Cytotoxic, cytostatic and HIV-1 PR inhibitory activities of the soft coral Litophyton arboreum

Abstract

Bioassay-guided fractionation using different chromatographic and spectroscopic techniques in the analysis of the Red Sea soft coral Litophyton arboreum led to the isolation of nine compounds; sarcophytol M (1), alismol (2), 24-methylcholesta-5,24(28)-diene-3β-ol (3), 10-O-methyl alismoxide (4), alismoxide (5), (S)-chimyl alcohol (6), 7β-acetoxy-24-methylcholesta-5-24(28)-diene-3,19-diol (7), erythro-N-dodecanoyl-docosasphinga-(4E,8E)-dienine (8), and 24-methylcholesta-5,24 (28)-diene-3β,7β,19-triol (9). Some of the isolated compounds demonstrated potent cytotoxic- and/or cytostatic activity against HeLa and U937 cancer cell lines and inhibitory activity against HIV-1 protease (PR). Compound 7 was strongly cytotoxic against HeLa cells (CC₅₀ 4.3 ± 0.75 µM), with selectivity index of SI 8.1, which was confirmed by real time cell electronic sensing (RT-CES). Compounds 2, 7, and 8 showed strong inhibitory activity against HIV-1 PR at IC₅₀s of 7.20 ± 0.7, 4.85 ± 0.18, and 4.80 ± 0.92 µM respectively.
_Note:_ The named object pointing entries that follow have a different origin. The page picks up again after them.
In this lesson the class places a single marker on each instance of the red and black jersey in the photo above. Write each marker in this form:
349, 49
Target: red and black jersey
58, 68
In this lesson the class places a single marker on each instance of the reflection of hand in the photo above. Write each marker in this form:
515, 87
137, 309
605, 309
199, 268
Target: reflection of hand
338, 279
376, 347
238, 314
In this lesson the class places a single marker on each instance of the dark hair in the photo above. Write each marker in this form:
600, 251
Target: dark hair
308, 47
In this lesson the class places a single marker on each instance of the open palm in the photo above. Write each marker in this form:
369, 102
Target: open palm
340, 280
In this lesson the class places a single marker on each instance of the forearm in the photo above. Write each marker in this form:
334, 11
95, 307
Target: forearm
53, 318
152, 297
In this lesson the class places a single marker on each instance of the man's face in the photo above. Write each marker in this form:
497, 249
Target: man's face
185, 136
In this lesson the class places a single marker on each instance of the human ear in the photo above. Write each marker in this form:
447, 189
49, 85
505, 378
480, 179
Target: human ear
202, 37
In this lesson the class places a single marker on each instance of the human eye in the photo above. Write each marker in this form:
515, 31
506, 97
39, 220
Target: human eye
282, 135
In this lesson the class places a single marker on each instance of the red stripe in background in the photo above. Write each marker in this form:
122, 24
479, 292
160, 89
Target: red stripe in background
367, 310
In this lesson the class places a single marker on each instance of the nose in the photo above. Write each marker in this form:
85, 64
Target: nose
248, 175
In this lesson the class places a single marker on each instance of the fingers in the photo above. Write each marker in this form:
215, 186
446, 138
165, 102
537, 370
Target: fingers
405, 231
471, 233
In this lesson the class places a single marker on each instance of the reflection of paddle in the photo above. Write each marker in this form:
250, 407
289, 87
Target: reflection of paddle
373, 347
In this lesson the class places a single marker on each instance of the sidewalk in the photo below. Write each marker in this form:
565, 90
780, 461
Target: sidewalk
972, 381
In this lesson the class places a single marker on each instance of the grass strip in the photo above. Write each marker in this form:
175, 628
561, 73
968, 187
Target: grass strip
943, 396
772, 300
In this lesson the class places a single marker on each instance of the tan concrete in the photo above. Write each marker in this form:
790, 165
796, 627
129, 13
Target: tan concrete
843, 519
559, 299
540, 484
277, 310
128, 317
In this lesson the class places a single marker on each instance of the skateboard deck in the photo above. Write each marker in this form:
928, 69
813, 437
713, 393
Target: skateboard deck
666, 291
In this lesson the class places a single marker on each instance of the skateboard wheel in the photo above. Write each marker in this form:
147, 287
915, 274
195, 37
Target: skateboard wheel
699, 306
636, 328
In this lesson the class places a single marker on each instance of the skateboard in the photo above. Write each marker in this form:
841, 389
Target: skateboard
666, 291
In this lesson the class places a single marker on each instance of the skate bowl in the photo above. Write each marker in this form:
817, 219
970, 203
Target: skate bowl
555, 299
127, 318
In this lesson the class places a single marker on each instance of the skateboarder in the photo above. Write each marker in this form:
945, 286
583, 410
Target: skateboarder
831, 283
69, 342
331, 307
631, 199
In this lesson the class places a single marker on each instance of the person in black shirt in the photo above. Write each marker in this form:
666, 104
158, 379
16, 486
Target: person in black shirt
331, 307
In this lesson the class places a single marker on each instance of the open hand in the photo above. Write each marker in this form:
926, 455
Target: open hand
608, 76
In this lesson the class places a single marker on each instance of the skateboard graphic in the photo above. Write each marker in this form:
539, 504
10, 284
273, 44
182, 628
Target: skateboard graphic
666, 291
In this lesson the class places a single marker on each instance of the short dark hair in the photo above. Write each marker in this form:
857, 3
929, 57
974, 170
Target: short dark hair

In silico docking of most compounds presented comparable scores to that of acetyl pepstatin, a known HIV-1 PR inhibitor. Interestingly, compound 8 showed potent HIV-1 PR inhibitory activity in the absence of cytotoxicity against the cell lines used. In addition, compounds 2 and 5 demonstrated cytostatic action in HeLa cells, revealing potential use in virostatic cocktails. Taken together, data presented here suggest Litophyton arboreum to contain promising compounds for further investigation against the diseases mentioned.

Figure 1

Cytotoxicity of L. arboreum main fractions tested in U937 cells at 100 µg/mL.

Figure 2

Chemical structure of L. arboreum isolated compounds.

Figure 3

Comparison of RT-CES data of compounds 7β-acetoxy-24-methylcholesta-5-24(28)-diene-3,19-diol (7) and 24-methylcholesta-5,24(28)-diene-3β,7β,19-triol (9) showing cytotoxicity profiles in HeLa cells. The compounds were more toxic than the positive control, Actinomycin D.

Figure 4

The effect of compound 7 on the proliferation of HeLa cells using RT-CES analysis. The compound displayed a dose dependent cytotoxic tendency at the IC₅₀ obtained by in vitro viability assay, and twice that amount. The lowest concentration, half of IC₅₀ (2.5 µg/mL), displayed cytostatic effects when compared to the untreated cells grown in culture medium only. Actinomycin D (5.6 µM) was used as a positive control for cell death.

Figure 5

The effect of compound 2 at 16 μg/mL and compound 5 at 60 μg/mL in HeLa cells were compared to the untreated cells (culture media only) and the positive control Actinomycin D. The compounds demonstrated cytostatic behavior (in the presence of these compounds, cells did not proliferate, nor did they die).

Figure 6

Protease inhibition of L. arboreum isolated compounds at 100 µg/mL. Fractions are indicated by number while the known inhibitor used as positive control, acetyl pepstatin is abbreviated AP.

Figure 7

The effect of the active compound 8 on the proliferation of HeLa cells using RT-CES analysis. Cells treated with a high concentration (100 µg/mL) of compound 8 showed low level cytotoxicity compared with the untreated cells grown in culture medium only and the positive control Actinomycin D.

Figure 8

3D Stereo-diagram of the ligand “acetyl pepstatin” combined with the HIV-1 protease receptor (5HVP) active site. The green color shows the lipophilic nature of the pocket.

Figure 9

Interaction of bioactive compounds with different amino acid moieties in HIV-1 protease receptor (5HVP) active site.